Question

A heat pump operates on the ideal vapor compression refrigeration cycle with \(\mathrm{R}-134 \mathrm{a}\) as the working fluid between the pressure limits of 0.32 and \(1.2 \mathrm{MPa}\). If the mass flow rate of the refrigerant is \(0.193 \mathrm{kg} / \mathrm{s}\), the rate of heat supply by the heat pump to the heated space is \((a) 3.3 \mathrm{kW}\) (b) \(23 \mathrm{kW}\) \((c) 26 \mathrm{kW}\) \((d) 31 \mathrm{kW}\) \((e) 45 \mathrm{kW}\)

Short answer

Based on the ideal vapor compression refrigeration cycle and the given parameters, the rate of heat supply by the heat pump operating with R-134a refrigerant was calculated to be 29.04 kW. Comparing it with the given options, the closest value and therefore the correct answer is (c) 26 kW.

Step-by-step solution

Find enthalpy values at each point of the cycle

For an ideal vapor compression refrigeration cycle, we have four points in the cycle - before and after the compressor, and before and after the expansion valve. Based on the given pressure limits, we can determine the enthalpy at each point using the R-134a tables (a set of thermodynamics tables for R-134a refrigerant, which can usually be found in a thermodynamics textbook or online). We have: \(h_1\) - enthalpy before the compressor (saturated vapor at low pressure, 0.32 MPa) \(h_2\) - enthalpy after the compressor (superheated vapor at high pressure, 1.2 MPa) \(h_3\) - enthalpy before the expansion valve (saturated liquid at high pressure, 1.2 MPa) \(h_4\) - enthalpy after the expansion valve (at low pressure, 0.32 MPa, isentropic process) From the R-134a tables, we can find: \(h_1 = 244.91\,\mathrm{kJ/kg}\) (saturated vapor at 0.32 MPa) \(h_2\) can be determined by assuming an isentropic compression process, which means the entropy remains constant. We'll find entropy at state 1 in the R-134a tables: \(s_{1} = s_{2} = 0.98\,\mathrm{kJ/kg·K}\) Now, we can look up the enthalpy at the high pressure of 1.2 MPa and the same entropy of 0.98 kJ/kg·K: \(h_2 = 284.38\,\mathrm{kJ/kg}\) \(h_3 = 94.42\,\mathrm{kJ/kg}\) (saturated liquid at 1.2 MPa) Since the expansion process is isenthalpic (constant enthalpy), we have: \(h_4 = h_3 = 94.42\,\mathrm{kJ/kg}\)

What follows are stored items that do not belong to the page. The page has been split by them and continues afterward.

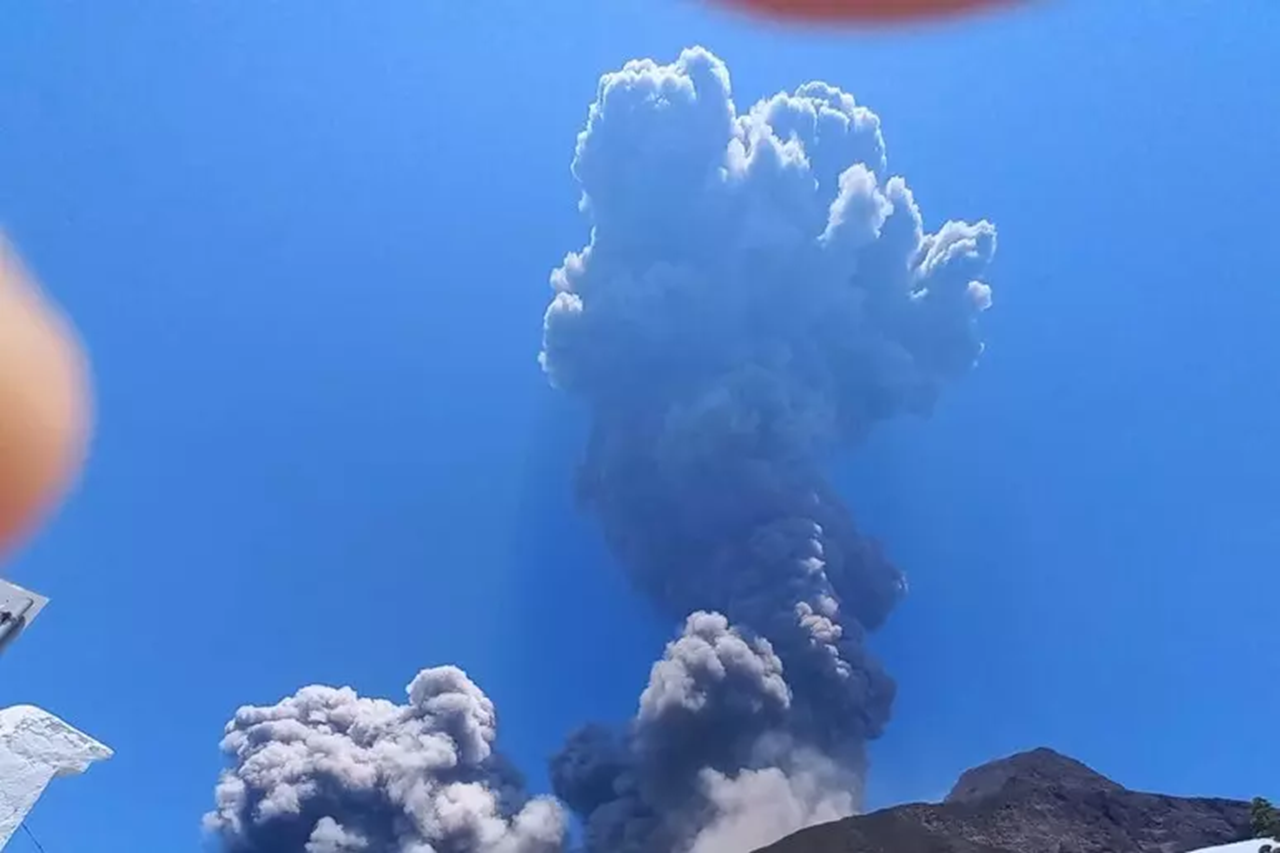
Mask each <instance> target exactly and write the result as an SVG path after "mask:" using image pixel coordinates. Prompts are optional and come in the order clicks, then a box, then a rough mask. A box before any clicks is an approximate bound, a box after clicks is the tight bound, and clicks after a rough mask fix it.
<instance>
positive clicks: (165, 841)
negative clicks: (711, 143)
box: [0, 0, 1280, 853]
mask: <svg viewBox="0 0 1280 853" xmlns="http://www.w3.org/2000/svg"><path fill="white" fill-rule="evenodd" d="M690 44H703V45H705V46H708V47H710V49H712V50H714V51H716V53H717V54H718V55H721V56H722V58H723V59H724V60H726V61H727V63H728V65H730V69H731V72H732V74H733V85H735V91H736V93H737V100H739V102H740V105H744V104H745V102H750V101H751V100H754V99H755V97H758V96H763V95H768V93H772V92H774V91H777V90H780V88H788V90H790V88H794V87H795V86H796V85H799V83H803V82H805V81H809V79H826V81H828V82H832V83H836V85H838V86H842V87H845V88H847V90H850V91H851V92H854V93H855V95H856V96H858V99H859V100H860V101H861V102H864V104H867V105H868V106H870V108H872V109H874V110H876V111H877V113H879V115H881V117H882V119H883V122H884V131H886V137H887V143H888V152H890V164H891V168H892V170H895V172H901V173H902V174H905V175H906V177H908V179H909V181H910V182H911V186H913V188H914V190H915V192H916V197H918V199H919V200H920V202H922V206H923V209H924V213H925V216H927V224H928V225H933V227H936V225H937V224H940V220H941V219H942V218H947V216H956V218H969V219H974V218H982V216H987V218H989V219H992V220H995V222H996V223H997V225H998V227H1000V240H1001V247H1000V254H998V255H997V260H996V265H995V268H993V270H992V274H991V283H992V286H993V288H995V298H996V309H995V310H993V311H991V313H989V314H987V315H986V318H984V328H986V333H987V339H988V351H987V356H986V359H984V364H983V365H982V368H980V369H979V370H978V371H977V373H975V374H973V375H972V377H970V378H968V379H966V380H965V382H964V383H963V384H961V386H960V387H956V388H952V389H951V393H950V394H948V396H947V400H946V402H945V405H943V406H942V409H941V411H940V412H938V414H937V415H936V416H934V418H933V419H932V420H929V421H927V423H897V424H891V425H890V427H887V428H886V429H883V430H881V433H879V434H877V435H876V438H874V441H873V442H870V444H869V446H867V447H864V448H863V450H861V451H860V452H859V453H858V455H856V456H855V457H852V459H850V460H849V461H847V464H846V465H845V466H844V467H842V470H841V471H840V480H841V483H842V484H844V487H845V489H846V493H847V494H850V497H851V500H852V502H854V505H855V507H856V508H858V510H859V517H860V521H861V526H863V528H864V529H867V530H868V532H870V533H873V534H876V535H877V537H879V538H881V539H883V540H884V543H886V546H887V549H888V552H890V553H891V555H892V556H893V557H895V558H896V560H897V561H899V562H900V564H901V565H902V567H904V569H905V570H906V571H908V573H909V575H910V579H911V590H913V594H911V596H910V598H909V599H908V601H906V602H905V603H904V605H902V606H901V607H900V608H899V611H897V612H896V613H895V616H893V617H892V620H891V624H890V625H888V626H887V628H886V629H884V630H883V631H882V633H881V634H879V635H878V637H877V639H876V648H877V649H878V652H879V653H881V654H882V656H883V657H884V660H886V661H887V663H888V666H890V669H891V671H892V672H893V674H895V675H896V678H897V679H899V681H900V688H901V690H900V699H899V704H897V713H896V720H895V722H893V724H891V727H890V730H888V734H887V735H886V738H884V739H883V742H881V743H878V744H877V745H876V748H874V752H873V756H874V760H876V765H874V770H873V779H872V799H873V804H883V803H888V802H896V800H900V799H910V798H927V797H934V795H937V794H940V793H942V792H943V790H945V789H946V788H947V786H948V785H950V783H951V781H952V780H954V777H955V775H956V772H957V771H959V770H961V768H963V767H965V766H969V765H972V763H975V762H978V761H982V760H986V758H989V757H993V756H996V754H1000V753H1004V752H1010V751H1014V749H1019V748H1025V747H1032V745H1038V744H1047V745H1053V747H1057V748H1060V749H1062V751H1065V752H1069V753H1071V754H1074V756H1076V757H1079V758H1082V760H1084V761H1087V762H1089V763H1093V765H1094V766H1096V767H1097V768H1100V770H1102V771H1103V772H1107V774H1111V775H1114V776H1115V777H1117V779H1119V780H1120V781H1123V783H1125V784H1129V785H1132V786H1138V788H1151V789H1161V790H1167V792H1171V793H1188V794H1190V793H1204V794H1221V795H1235V797H1249V795H1253V794H1256V793H1267V792H1268V789H1270V793H1272V794H1277V793H1280V792H1276V790H1275V781H1274V775H1272V774H1271V772H1270V770H1268V768H1270V767H1274V765H1275V761H1276V758H1277V754H1276V749H1277V748H1276V747H1275V745H1274V744H1271V743H1270V742H1267V740H1265V739H1254V738H1253V736H1251V734H1249V733H1251V731H1261V730H1270V729H1271V727H1272V726H1271V724H1272V716H1274V712H1272V711H1271V710H1272V708H1274V707H1275V703H1276V702H1277V701H1280V679H1277V678H1276V675H1277V670H1276V666H1275V660H1276V649H1275V639H1274V637H1275V633H1274V630H1271V628H1270V625H1271V624H1272V622H1274V611H1275V607H1274V602H1275V601H1276V598H1277V596H1280V580H1277V575H1276V573H1275V571H1274V567H1275V565H1276V562H1277V560H1280V488H1277V483H1280V453H1276V452H1275V450H1274V446H1272V437H1274V435H1276V434H1277V430H1280V397H1277V396H1276V394H1275V392H1274V387H1275V384H1274V383H1275V374H1276V369H1277V368H1280V343H1277V342H1275V339H1274V329H1275V328H1276V325H1277V321H1280V295H1277V293H1276V289H1275V286H1276V274H1275V270H1274V264H1271V263H1270V261H1268V256H1270V251H1268V248H1267V247H1268V245H1270V241H1268V238H1267V236H1266V232H1267V228H1268V227H1270V224H1271V223H1272V222H1274V220H1275V219H1276V215H1277V214H1280V201H1277V200H1280V177H1277V172H1276V170H1275V167H1274V161H1272V160H1274V152H1275V151H1276V150H1280V149H1277V146H1280V69H1277V67H1276V64H1275V58H1274V53H1275V45H1276V44H1280V6H1276V5H1275V4H1272V3H1266V1H1265V0H1234V1H1231V3H1226V1H1222V0H1199V1H1197V0H1126V1H1125V3H1123V4H1120V3H1115V1H1114V0H1078V1H1073V0H1060V1H1059V3H1047V4H1043V5H1042V6H1041V8H1038V9H1030V10H1028V12H1025V13H1019V14H1006V15H1000V17H992V18H988V19H983V20H980V22H974V23H969V24H964V26H950V27H942V28H932V29H927V31H911V32H902V33H897V35H883V33H878V35H850V33H842V35H832V33H819V32H812V31H781V32H780V31H777V29H772V28H767V27H762V26H759V24H755V23H753V22H744V20H739V19H735V18H730V17H726V15H723V14H719V13H710V12H705V10H703V9H701V8H699V6H698V5H696V4H694V3H692V1H691V0H686V1H681V0H608V1H605V0H554V1H553V0H547V3H539V4H529V3H517V1H515V0H490V1H489V3H484V4H480V3H456V4H439V3H424V1H421V0H393V1H389V3H383V4H366V3H357V1H355V0H326V1H325V3H323V4H316V3H302V1H301V0H276V1H274V3H248V1H243V0H227V1H220V0H200V1H195V0H182V1H172V0H165V1H160V0H150V1H143V0H120V1H119V3H111V4H106V3H92V1H90V0H77V1H72V0H60V1H55V3H36V1H35V0H14V1H13V3H9V4H8V5H6V10H5V23H4V27H3V28H0V222H3V223H4V227H5V228H6V229H9V231H10V232H12V234H13V237H14V238H15V240H17V242H18V245H19V246H20V247H22V250H23V251H24V252H26V255H27V257H28V259H29V260H31V263H32V265H33V266H35V268H36V269H37V270H38V273H40V274H41V277H42V278H44V280H45V283H46V286H47V287H49V288H50V289H51V291H52V292H54V293H55V295H56V296H58V297H59V298H60V300H61V301H63V302H64V304H65V305H67V307H68V309H69V311H70V313H72V314H73V315H74V318H76V319H77V321H78V323H79V325H81V327H82V330H83V333H84V337H86V339H87V341H88V345H90V347H91V351H92V355H93V359H95V370H96V374H97V382H99V394H100V400H99V405H100V421H101V423H100V430H99V434H97V438H96V444H95V455H93V459H92V461H91V465H90V469H88V471H87V475H86V479H84V482H83V484H82V488H81V491H79V493H78V494H77V496H76V497H74V500H73V501H72V502H70V503H69V505H68V506H67V507H65V510H64V511H63V514H61V515H60V516H59V517H58V520H56V521H55V524H54V525H51V526H50V528H49V529H47V530H46V532H45V533H44V535H42V537H41V538H40V540H38V542H36V543H35V544H33V546H32V547H31V548H29V549H28V551H27V552H26V553H23V555H22V557H20V558H19V560H18V562H17V565H14V566H13V569H12V576H13V578H14V579H15V580H17V581H18V583H23V584H26V585H29V587H32V588H35V589H37V590H40V592H42V593H46V594H49V596H50V597H51V598H52V605H51V607H50V608H49V610H47V611H46V613H45V615H44V616H42V617H41V621H40V622H38V624H37V625H36V629H35V630H33V631H32V633H31V634H29V635H28V637H26V638H24V639H23V640H22V643H20V644H19V646H17V647H15V648H14V649H13V651H12V653H9V654H6V656H5V658H4V661H3V666H4V681H3V695H0V701H3V702H4V703H19V702H23V703H26V702H31V703H37V704H41V706H42V707H46V708H49V710H50V711H54V712H55V713H59V715H60V716H64V717H65V719H67V720H69V721H72V722H73V724H77V725H79V726H82V727H84V729H86V730H87V731H90V733H91V734H93V735H95V736H99V738H101V739H102V740H105V742H106V743H109V744H110V745H113V747H114V748H115V749H116V751H118V756H116V757H115V758H114V760H113V761H111V762H109V763H108V765H102V766H100V767H96V768H95V770H93V771H92V772H91V774H88V775H87V776H84V777H83V779H79V780H74V781H68V783H61V784H59V785H56V786H55V788H52V789H51V790H50V793H49V795H47V797H46V799H44V800H42V802H41V804H40V807H38V809H37V812H36V813H35V815H33V817H32V826H33V829H35V830H36V833H37V835H38V836H40V838H41V840H42V841H44V844H45V848H46V849H47V850H49V852H50V853H58V852H59V850H73V849H77V850H78V849H95V850H97V852H100V853H113V852H115V850H120V852H124V850H128V852H129V853H137V852H140V850H146V852H150V850H155V852H156V853H160V852H161V850H163V852H165V853H169V852H170V850H183V849H198V847H200V843H201V840H200V831H198V825H200V816H201V813H202V812H205V811H206V809H207V808H209V807H210V804H211V790H212V784H214V780H215V777H216V774H218V770H219V767H220V766H221V760H220V756H219V753H218V740H219V736H220V733H221V726H223V724H224V721H225V720H227V719H228V717H229V715H230V713H232V712H233V711H234V708H236V707H237V706H238V704H241V703H244V702H274V701H275V699H278V698H279V697H282V695H284V694H287V693H292V692H293V690H294V689H296V688H297V686H298V685H301V684H305V683H312V681H323V683H333V684H351V685H353V686H356V688H357V689H358V690H360V692H361V693H366V694H370V695H388V697H396V698H398V697H401V695H402V689H403V685H404V684H406V683H407V681H408V680H410V678H412V675H413V674H415V672H416V671H417V670H419V669H420V667H422V666H428V665H434V663H442V662H457V663H460V665H461V666H463V667H465V669H466V670H467V671H468V672H470V674H471V675H472V678H475V679H476V680H477V681H479V683H480V684H481V685H483V686H484V689H485V690H486V692H488V693H489V694H490V697H493V698H494V701H495V702H497V703H498V707H499V710H500V713H502V720H500V725H502V743H503V744H504V749H506V751H507V752H509V753H511V754H512V756H513V757H515V758H516V760H517V762H518V763H520V765H521V766H522V767H524V768H525V770H526V771H527V772H529V774H530V776H531V781H532V783H534V785H535V786H541V785H543V784H544V783H543V777H541V775H543V763H544V758H545V757H547V756H548V754H549V753H550V752H552V751H553V749H556V747H557V745H558V744H559V742H561V739H562V736H563V734H564V733H566V731H567V730H568V729H570V727H572V726H573V725H576V724H579V722H581V721H584V720H586V719H596V717H604V719H622V717H625V716H627V715H628V713H631V712H632V711H634V707H635V702H636V695H637V693H639V689H640V688H641V686H643V684H644V680H645V678H646V674H648V669H649V665H650V663H652V662H653V660H654V657H655V654H657V651H658V648H659V647H660V643H662V642H663V640H664V639H666V638H667V637H668V634H669V630H671V628H672V626H669V625H667V624H663V622H660V621H658V620H655V619H654V617H653V615H652V613H650V612H648V611H646V610H645V607H644V606H643V603H641V602H640V599H639V598H636V597H635V596H634V594H631V593H630V592H628V589H627V587H626V584H625V581H623V579H622V576H621V573H618V571H616V570H614V569H613V567H612V566H611V565H609V558H608V556H607V555H605V552H604V548H603V546H602V544H600V542H599V534H598V532H596V529H595V526H594V525H593V524H591V521H590V519H585V517H581V516H580V515H577V514H576V511H575V510H573V506H572V501H571V493H570V474H571V467H572V464H573V460H575V456H576V453H577V450H579V446H580V439H581V430H582V423H581V412H579V411H577V410H575V409H573V407H572V406H570V405H567V403H566V402H564V401H562V400H558V398H557V397H556V396H554V393H553V392H550V391H549V389H548V388H547V387H545V383H544V380H543V378H541V375H540V373H539V369H538V364H536V360H535V356H536V351H538V339H539V332H540V328H539V325H540V315H541V310H543V306H544V305H545V301H547V298H548V296H549V291H548V287H547V275H548V273H549V270H550V269H552V268H553V266H554V265H556V264H557V263H558V261H559V260H561V257H562V256H563V254H564V252H566V251H567V250H572V248H577V247H580V246H581V243H582V242H584V240H585V228H584V223H582V220H581V219H580V216H579V214H577V211H576V209H575V202H576V190H575V186H573V182H572V178H571V175H570V173H568V163H570V159H571V156H572V146H573V140H575V134H576V133H577V131H579V129H580V128H581V124H582V122H584V119H585V114H586V106H588V104H589V102H590V100H591V97H593V95H594V92H595V86H596V79H598V77H599V74H600V73H603V72H607V70H611V69H613V68H616V67H618V65H620V64H621V63H622V61H625V60H627V59H630V58H635V56H653V58H655V59H659V60H662V61H669V60H672V59H675V56H676V55H677V53H678V50H680V49H681V47H684V46H686V45H690ZM582 635H588V637H598V638H599V642H594V643H588V644H584V643H582V642H581V640H580V638H581V637H582ZM579 672H590V674H591V675H590V679H589V680H585V679H579V678H573V676H576V675H577V674H579ZM566 674H567V675H566ZM584 681H585V684H584ZM1245 693H1247V694H1248V699H1243V698H1242V697H1243V695H1244V694H1245ZM27 843H28V841H27V840H26V839H22V838H18V839H15V840H14V843H13V848H14V849H17V850H23V849H26V848H24V847H23V845H24V844H27Z"/></svg>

Apply the energy balance equation to the refrigeration cycle

The energy balance equation for the heat pump is given by: \(Q_{heat} = m \cdot (h_1 - h_4)\) Where \(Q_{heat}\) is the heat supply, \(m\) is the mass flow rate, and \(h_1\) and \(h_4\) are the enthalpies before the compressor and after the expansion valve, respectively.

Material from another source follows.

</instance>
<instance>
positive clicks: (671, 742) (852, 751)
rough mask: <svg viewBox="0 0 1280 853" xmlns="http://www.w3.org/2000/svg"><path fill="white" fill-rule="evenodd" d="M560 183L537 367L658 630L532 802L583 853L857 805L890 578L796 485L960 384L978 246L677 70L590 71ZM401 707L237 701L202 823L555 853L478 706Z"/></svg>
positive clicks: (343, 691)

Calculate the rate of heat supply \(Q_{heat}\)

Now, we'll plug in the given mass flow rate and enthalpy values we found in step 1: \(Q_{heat} = 0.193\,\mathrm{kg/s} \cdot (244.91\,\mathrm{kJ/kg} - 94.42\,\mathrm{kJ/kg})\) \(Q_{heat} = 0.193\,\mathrm{kg/s} \cdot 150.49\,\mathrm{kJ/kg}\) \(Q_{heat} = 29.04\,\mathrm{kW}\)

Match the obtained value with the given options

The calculated rate of heat supply is \(29.04\,\mathrm{kW}\). Comparing it with the given options, we can see that the closest value to our calculation is \((c)\, 26 \,\mathrm{kW}\). Hence, the correct answer is \((c)\, 26 \,\mathrm{kW}\).